By adding his atheist beliefs, Healy is giving his fans a more inside look into who he is personally.
Another song where he lets the listener into his personal life is “A Change Of Heart.”
He speaks of a fling where he thought he was in love but later finds himself to have a change of heart, leading to his decision to depart from the relationship.
Just the idea of having to break someone’s heart makes you feel sorry for the girl that he is breaking up with.
As you keep listening, you find that she was actually the one that deceived him; he’s leaving her because she’s not the sweet person he thought she was.
You then start to have your own change of heart and feel sorry for him.

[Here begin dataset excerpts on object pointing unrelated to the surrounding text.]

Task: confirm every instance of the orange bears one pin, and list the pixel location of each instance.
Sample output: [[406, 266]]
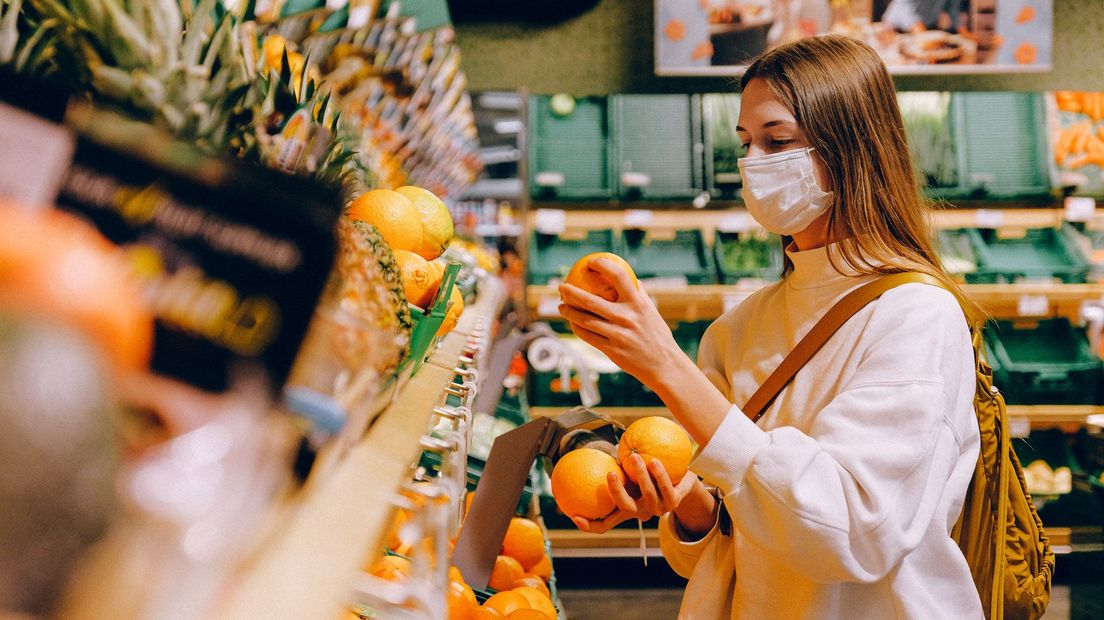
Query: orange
[[507, 602], [420, 280], [537, 600], [453, 316], [56, 266], [658, 438], [543, 568], [392, 568], [524, 542], [507, 570], [530, 615], [579, 483], [532, 581], [436, 222], [587, 279], [392, 214], [462, 601]]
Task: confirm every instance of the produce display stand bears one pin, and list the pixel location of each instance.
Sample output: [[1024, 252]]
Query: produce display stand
[[307, 568]]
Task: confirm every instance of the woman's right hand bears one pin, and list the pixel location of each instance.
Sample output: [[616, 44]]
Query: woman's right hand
[[655, 494]]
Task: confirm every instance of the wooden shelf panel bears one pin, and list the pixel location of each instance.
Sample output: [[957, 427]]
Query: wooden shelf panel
[[1039, 415], [709, 301]]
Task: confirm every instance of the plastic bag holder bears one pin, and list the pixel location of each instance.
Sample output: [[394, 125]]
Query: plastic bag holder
[[511, 458]]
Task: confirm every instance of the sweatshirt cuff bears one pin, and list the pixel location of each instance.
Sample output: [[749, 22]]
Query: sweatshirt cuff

The versatility of the album is not just seen in their genre choices but also in the mood of each of the songs.
Moving away from the seriousness and heartbreaking tones of “Nana” and “A Change Of Heart,” the songs “UGH!” and “The Sound” are both upbeat, feel good jams, something you can bop your head to while shopping at a store such as Forever 21.
Their danceable hit single “Love Me” is also included on the album.
It kicks off with a sound like that of Tiny Tim’s “Tiptoe Through The Tulips,” a song that was featured in the film “Insidious,” but definitely not as creepy.
It is really important to keep your mind open when listening to this song.
Someone who appreciates old pop songs will surely find this entire album to be a staple in their iPhone playlist, others will only find a couple of the songs to be of their liking.